El cielo está bien azul, azul como en la hora azul, hace mucho que no veía este color. Tal vez se fue de mis barrios y quedó en Villa Urquiza.
Pablo lee pero ya pagó la cuenta del bar. Tenemos que encontrar el camino de regreso y viajar una hora, así que estaría bueno ir dejando. Hasta la próxima (espero que sea pronto).
7.12.2025
P.D. En las páginas de Laura Wittner que leí en el viaje de ida en el 127, cuenta una serie de coincidencias, confusiones, olvidos y azares alrededor de libros, poemas y el colectivo 108 (una línea que no frecuento y creo que jamás tomé). Al desembocar en la esquina donde tomar el colectivo de regreso a casa, nos topamos con el 108 (su parada y un ejemplar mismo del rodado).
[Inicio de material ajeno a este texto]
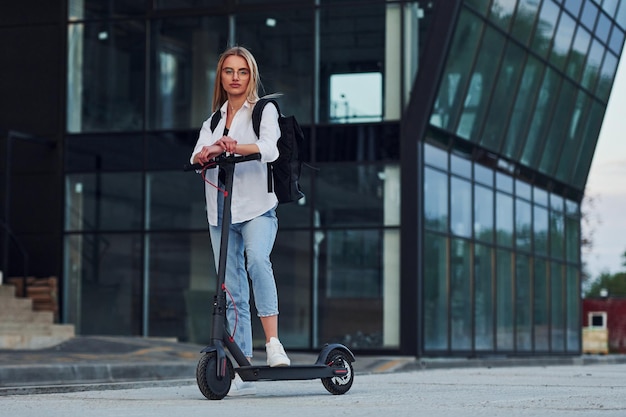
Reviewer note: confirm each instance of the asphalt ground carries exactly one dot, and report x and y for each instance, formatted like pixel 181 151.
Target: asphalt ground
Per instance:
pixel 105 362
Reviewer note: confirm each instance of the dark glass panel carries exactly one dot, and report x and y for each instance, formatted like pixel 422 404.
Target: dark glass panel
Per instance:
pixel 352 43
pixel 460 200
pixel 350 268
pixel 572 294
pixel 616 43
pixel 451 95
pixel 557 308
pixel 540 230
pixel 181 273
pixel 607 75
pixel 504 219
pixel 435 200
pixel 106 76
pixel 573 137
pixel 548 94
pixel 578 54
pixel 103 201
pixel 175 201
pixel 505 306
pixel 523 108
pixel 562 41
pixel 350 195
pixel 480 85
pixel 435 292
pixel 290 32
pixel 184 54
pixel 502 12
pixel 104 153
pixel 589 15
pixel 460 303
pixel 98 9
pixel 561 121
pixel 545 28
pixel 603 28
pixel 368 142
pixel 436 157
pixel 104 283
pixel 525 20
pixel 483 298
pixel 541 312
pixel 523 225
pixel 501 100
pixel 483 213
pixel 523 304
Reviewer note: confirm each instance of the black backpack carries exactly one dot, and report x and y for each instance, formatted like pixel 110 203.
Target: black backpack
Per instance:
pixel 286 169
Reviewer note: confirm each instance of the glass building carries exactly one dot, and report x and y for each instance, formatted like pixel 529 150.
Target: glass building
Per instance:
pixel 451 143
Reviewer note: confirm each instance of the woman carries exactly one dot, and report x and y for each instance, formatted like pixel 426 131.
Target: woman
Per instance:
pixel 254 223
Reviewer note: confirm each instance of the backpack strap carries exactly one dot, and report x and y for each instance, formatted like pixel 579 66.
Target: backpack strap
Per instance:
pixel 256 126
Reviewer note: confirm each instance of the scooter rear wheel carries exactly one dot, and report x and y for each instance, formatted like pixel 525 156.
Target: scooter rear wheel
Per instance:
pixel 212 386
pixel 338 385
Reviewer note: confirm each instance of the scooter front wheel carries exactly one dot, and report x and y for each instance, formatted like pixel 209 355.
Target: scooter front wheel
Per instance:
pixel 338 385
pixel 211 385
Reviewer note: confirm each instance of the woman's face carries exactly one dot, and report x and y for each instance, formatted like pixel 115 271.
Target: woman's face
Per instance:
pixel 235 75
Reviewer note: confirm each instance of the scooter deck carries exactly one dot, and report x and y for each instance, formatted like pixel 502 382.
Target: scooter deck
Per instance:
pixel 293 372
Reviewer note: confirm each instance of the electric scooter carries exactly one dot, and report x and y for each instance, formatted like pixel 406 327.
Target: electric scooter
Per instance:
pixel 215 370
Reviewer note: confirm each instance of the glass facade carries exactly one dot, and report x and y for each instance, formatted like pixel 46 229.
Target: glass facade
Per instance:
pixel 502 163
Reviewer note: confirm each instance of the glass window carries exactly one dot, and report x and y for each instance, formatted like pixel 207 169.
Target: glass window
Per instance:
pixel 352 195
pixel 523 108
pixel 481 83
pixel 483 298
pixel 562 41
pixel 97 9
pixel 435 292
pixel 460 200
pixel 578 54
pixel 504 219
pixel 545 28
pixel 106 76
pixel 103 201
pixel 540 230
pixel 501 102
pixel 589 15
pixel 103 277
pixel 541 312
pixel 524 20
pixel 607 75
pixel 572 294
pixel 505 327
pixel 451 95
pixel 548 94
pixel 182 286
pixel 559 123
pixel 483 213
pixel 591 71
pixel 523 225
pixel 460 302
pixel 435 200
pixel 435 157
pixel 341 74
pixel 105 153
pixel 523 304
pixel 183 58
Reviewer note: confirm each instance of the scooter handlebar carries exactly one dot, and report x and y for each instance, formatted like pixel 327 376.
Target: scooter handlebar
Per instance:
pixel 223 159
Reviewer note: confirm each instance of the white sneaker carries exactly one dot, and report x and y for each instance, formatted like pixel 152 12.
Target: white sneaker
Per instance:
pixel 276 355
pixel 239 387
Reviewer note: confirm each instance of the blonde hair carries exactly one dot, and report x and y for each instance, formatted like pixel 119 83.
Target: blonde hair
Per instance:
pixel 252 93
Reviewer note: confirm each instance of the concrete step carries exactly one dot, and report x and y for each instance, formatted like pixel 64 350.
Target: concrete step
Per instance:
pixel 34 335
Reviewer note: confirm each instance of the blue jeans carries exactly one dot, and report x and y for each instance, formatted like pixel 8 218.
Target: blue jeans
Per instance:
pixel 255 238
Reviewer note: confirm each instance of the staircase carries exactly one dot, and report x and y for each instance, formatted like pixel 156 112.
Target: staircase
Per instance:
pixel 21 327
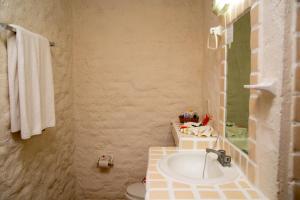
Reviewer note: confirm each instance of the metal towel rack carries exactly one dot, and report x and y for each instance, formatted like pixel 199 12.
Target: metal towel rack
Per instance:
pixel 10 28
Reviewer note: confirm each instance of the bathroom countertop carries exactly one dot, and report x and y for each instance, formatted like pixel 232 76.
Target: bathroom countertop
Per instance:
pixel 160 187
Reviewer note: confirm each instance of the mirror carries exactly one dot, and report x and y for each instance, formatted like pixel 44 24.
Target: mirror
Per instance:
pixel 238 75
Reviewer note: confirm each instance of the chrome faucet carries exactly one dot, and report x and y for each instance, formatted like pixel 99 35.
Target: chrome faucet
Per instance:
pixel 223 159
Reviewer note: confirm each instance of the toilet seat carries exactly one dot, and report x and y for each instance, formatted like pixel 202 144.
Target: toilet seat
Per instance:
pixel 136 191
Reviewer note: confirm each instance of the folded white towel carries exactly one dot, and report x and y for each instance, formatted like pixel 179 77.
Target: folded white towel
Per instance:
pixel 30 83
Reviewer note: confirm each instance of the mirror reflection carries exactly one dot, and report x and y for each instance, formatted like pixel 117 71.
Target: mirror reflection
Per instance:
pixel 238 75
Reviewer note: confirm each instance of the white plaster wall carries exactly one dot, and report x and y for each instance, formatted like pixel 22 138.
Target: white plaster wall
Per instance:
pixel 137 65
pixel 270 111
pixel 39 168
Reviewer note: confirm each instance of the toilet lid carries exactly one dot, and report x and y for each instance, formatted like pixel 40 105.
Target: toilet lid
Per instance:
pixel 136 190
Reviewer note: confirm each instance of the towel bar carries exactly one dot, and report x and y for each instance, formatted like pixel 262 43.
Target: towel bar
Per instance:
pixel 10 28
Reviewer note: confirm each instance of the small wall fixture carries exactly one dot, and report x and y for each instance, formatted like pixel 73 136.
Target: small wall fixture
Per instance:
pixel 266 86
pixel 216 32
pixel 220 7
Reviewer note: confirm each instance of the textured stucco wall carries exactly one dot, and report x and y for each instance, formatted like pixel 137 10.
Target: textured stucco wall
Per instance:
pixel 39 168
pixel 271 112
pixel 137 64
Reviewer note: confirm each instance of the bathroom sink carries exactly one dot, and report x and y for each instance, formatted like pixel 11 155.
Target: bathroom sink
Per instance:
pixel 187 167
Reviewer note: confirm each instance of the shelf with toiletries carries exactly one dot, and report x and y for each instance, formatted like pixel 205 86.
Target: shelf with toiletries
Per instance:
pixel 192 134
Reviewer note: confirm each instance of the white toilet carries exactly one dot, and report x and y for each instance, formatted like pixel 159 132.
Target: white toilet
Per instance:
pixel 136 191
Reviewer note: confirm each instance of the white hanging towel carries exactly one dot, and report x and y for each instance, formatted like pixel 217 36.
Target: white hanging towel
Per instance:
pixel 31 92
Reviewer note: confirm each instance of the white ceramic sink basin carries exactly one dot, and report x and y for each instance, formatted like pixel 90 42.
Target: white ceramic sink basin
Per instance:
pixel 188 167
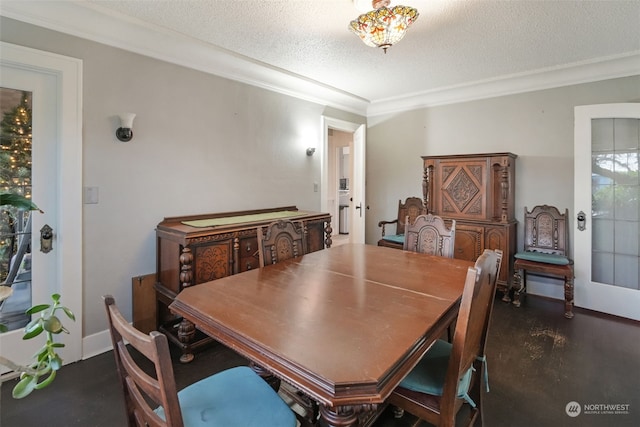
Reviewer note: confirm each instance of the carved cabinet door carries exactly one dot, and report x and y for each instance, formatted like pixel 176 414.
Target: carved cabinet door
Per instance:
pixel 469 242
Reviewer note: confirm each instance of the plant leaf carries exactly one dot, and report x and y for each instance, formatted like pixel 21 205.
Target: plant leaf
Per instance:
pixel 33 333
pixel 37 308
pixel 56 363
pixel 24 387
pixel 69 313
pixel 18 201
pixel 47 381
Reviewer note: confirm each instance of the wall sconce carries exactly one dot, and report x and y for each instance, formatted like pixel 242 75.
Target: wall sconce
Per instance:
pixel 124 132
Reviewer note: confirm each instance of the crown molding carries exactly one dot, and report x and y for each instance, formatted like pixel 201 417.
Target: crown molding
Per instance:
pixel 580 72
pixel 104 26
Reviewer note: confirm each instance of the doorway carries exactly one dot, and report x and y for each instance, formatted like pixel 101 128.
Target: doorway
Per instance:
pixel 55 83
pixel 607 206
pixel 343 183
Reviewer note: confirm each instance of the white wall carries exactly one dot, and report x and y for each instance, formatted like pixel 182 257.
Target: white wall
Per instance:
pixel 537 126
pixel 201 144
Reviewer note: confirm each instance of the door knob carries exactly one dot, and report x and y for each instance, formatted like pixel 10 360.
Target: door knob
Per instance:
pixel 46 239
pixel 582 220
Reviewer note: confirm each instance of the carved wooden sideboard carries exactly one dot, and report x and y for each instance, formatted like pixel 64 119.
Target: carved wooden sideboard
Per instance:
pixel 478 191
pixel 200 248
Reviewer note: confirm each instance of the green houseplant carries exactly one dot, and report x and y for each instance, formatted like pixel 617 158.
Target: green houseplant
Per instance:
pixel 41 371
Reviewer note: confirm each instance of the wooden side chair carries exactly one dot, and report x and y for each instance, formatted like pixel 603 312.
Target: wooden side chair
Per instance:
pixel 449 374
pixel 429 234
pixel 412 207
pixel 281 240
pixel 234 397
pixel 545 253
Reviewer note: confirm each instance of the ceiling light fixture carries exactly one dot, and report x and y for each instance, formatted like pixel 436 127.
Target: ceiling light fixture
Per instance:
pixel 383 27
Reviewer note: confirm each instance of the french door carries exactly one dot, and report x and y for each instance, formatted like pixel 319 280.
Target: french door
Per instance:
pixel 53 84
pixel 607 208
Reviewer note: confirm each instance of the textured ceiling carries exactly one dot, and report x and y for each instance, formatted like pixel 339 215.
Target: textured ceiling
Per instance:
pixel 452 43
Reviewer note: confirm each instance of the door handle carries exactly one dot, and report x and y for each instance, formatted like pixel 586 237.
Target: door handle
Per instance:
pixel 360 208
pixel 582 220
pixel 46 239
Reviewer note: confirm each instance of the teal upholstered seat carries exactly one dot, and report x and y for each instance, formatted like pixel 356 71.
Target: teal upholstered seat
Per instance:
pixel 235 397
pixel 412 207
pixel 545 253
pixel 395 238
pixel 429 375
pixel 442 381
pixel 542 257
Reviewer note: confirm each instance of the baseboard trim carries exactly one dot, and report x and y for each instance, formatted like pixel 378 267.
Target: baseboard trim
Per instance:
pixel 96 344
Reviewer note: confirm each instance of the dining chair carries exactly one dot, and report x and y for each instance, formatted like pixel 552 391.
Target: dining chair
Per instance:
pixel 235 397
pixel 449 374
pixel 411 208
pixel 281 240
pixel 545 253
pixel 429 234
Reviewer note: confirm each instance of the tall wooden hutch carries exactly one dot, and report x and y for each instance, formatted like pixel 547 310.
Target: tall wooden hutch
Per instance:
pixel 478 191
Como dice Laura Wittner en una frase que me encantó como corolario a todo eso: Este tipo de coincidencias parecen ser el esqueleto de la mayoría de mis días. De ínfimas a gigantescas, se encadenan en una trama poética que gusto de llamar "la vida".
Avanzo unas páginas más allá llegar a casa. Ahí cuenta de su diario íntimo íntimo que escribe desde los 19 años y del diario para publicar que estaba escribiendo —y ahora yo leo— y la relación entre ambos: ahora que escribo este diario abandoné bastante el otro, el íntimo íntimo, y a veces temo que eso me este alejando de la introspección, lo que es absurdo porque prácticamente vivo en un estado introspectivo. Nueva coincidencia de las que urden la trama poética de la vida: 2 o 3 horas antes, al escribir, usé la palabra introspección después de mucho tiempo sin usarla, muchas décadas desde que masticaba la idea de que una clave de mi personalidad es la capacidad introspectiva (sobre la base general de que su diario íntimo íntimo me recuerda mi Cuaderno de lecturas y su diario para publicar a mis cuentogotas y Libretas). Me siento escribiendo a dúo con Laura, no como si escribiéramos lo mismo sino como si avanzáramos juntas, dos nadadoras en carriles paralelos (comparación que me inspiró ella, obviamente, porque va a nadar todos los martes, según se desprende de su diario). Me dio ganas de enviarle mis Apuntes del natural (hace más de una década intercambiamos mensajes privados en feisbuc, ¿se acordará?). En realidad, si no fuera tan tímida, la invitaría a tomar un café (o té, mate, lo que sea, ya que escribió que no se toma un café con cualquiera).